Vitamins—their purposes, roles, and needs were the focus of many discussions this year. This was largely due to mainstream media articles and a few studies suggesting that vitamin supplements aren’t necessary for all individuals. Disclaimer: this statement is true. Not everyone needs to take a multivitamin; you may not be deficient in a nutrient if you’re eating a variety of foods in adequate portions.
Having said this, there is one nonnegotiatiable supplement, and that my friends is vitamin D. Also known as the sunshine vitamin, vitamin D can actually be made in our skin when we are exposed to sunlight. We can also source vitamin D from a few food sources, such as in fortified milk, fish, and to a lesser extent, eggs and mushrooms. A quick fact: to get enough vitamin D from milk, you would need to drink 10 cups per day. Idealistic? Sure. Realistic? Unlikely.
Because of its’ poor bioavailability in foods, we run the risk of being vitamin D deficient. Furthermore, when you live in a city affectionately called “Winterpeg” it can be difficult to make vitamin D subcutaneously because we’re often bundled up in the spring, fall, and winter months. According to research, Canadians actually produce zero vitamin D between October and May. And, if you’re wearing sunscreen in the summer months you’re also less likely to being producing vitamin D.

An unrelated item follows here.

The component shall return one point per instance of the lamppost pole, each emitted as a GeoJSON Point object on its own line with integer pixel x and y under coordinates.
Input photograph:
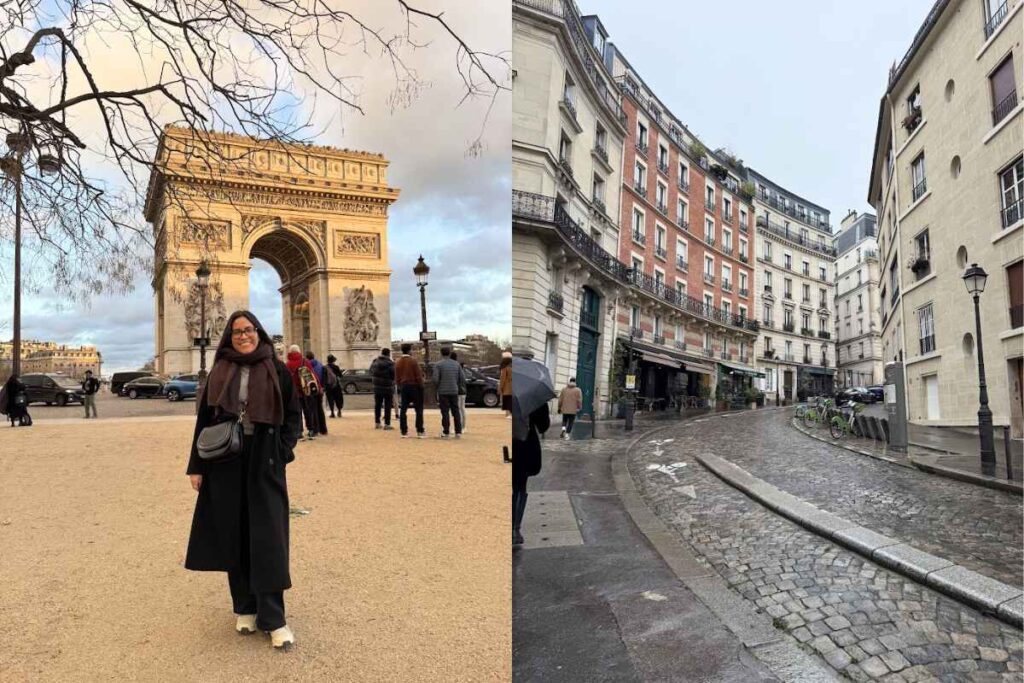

There’s so much fuss about it, but do I really need vitamin D?
It plays a key role in helping our bodies absorb and utilize calcium. As a result, we can help maintain healthy bones, muscles, and teeth by having a-okay stores of vitamin D. Beyond this, new research is showing that the human body has evolved with more receptors for vitamin D. Increasingly, there is substantial evidence that vitamin D can improve our immune health, prevent certain forms of cancer, fight inflammation, and even promote better mental health.
So what’s the point?
It’s virtually impossible to get enough vitamin D from food alone. Consider taking a single vitamin D3 supplement. I typically recommend my clients take between 1000 – 2000IU daily depending on their intake of other vitamin D containing foods. This recommendation applies to anyone I see over the age of one (so, basically everyone!). If you or a family member is not a ‘pill person,’ talk to your pharmacist about a liquid or chewable version of vitamin D which is readily available.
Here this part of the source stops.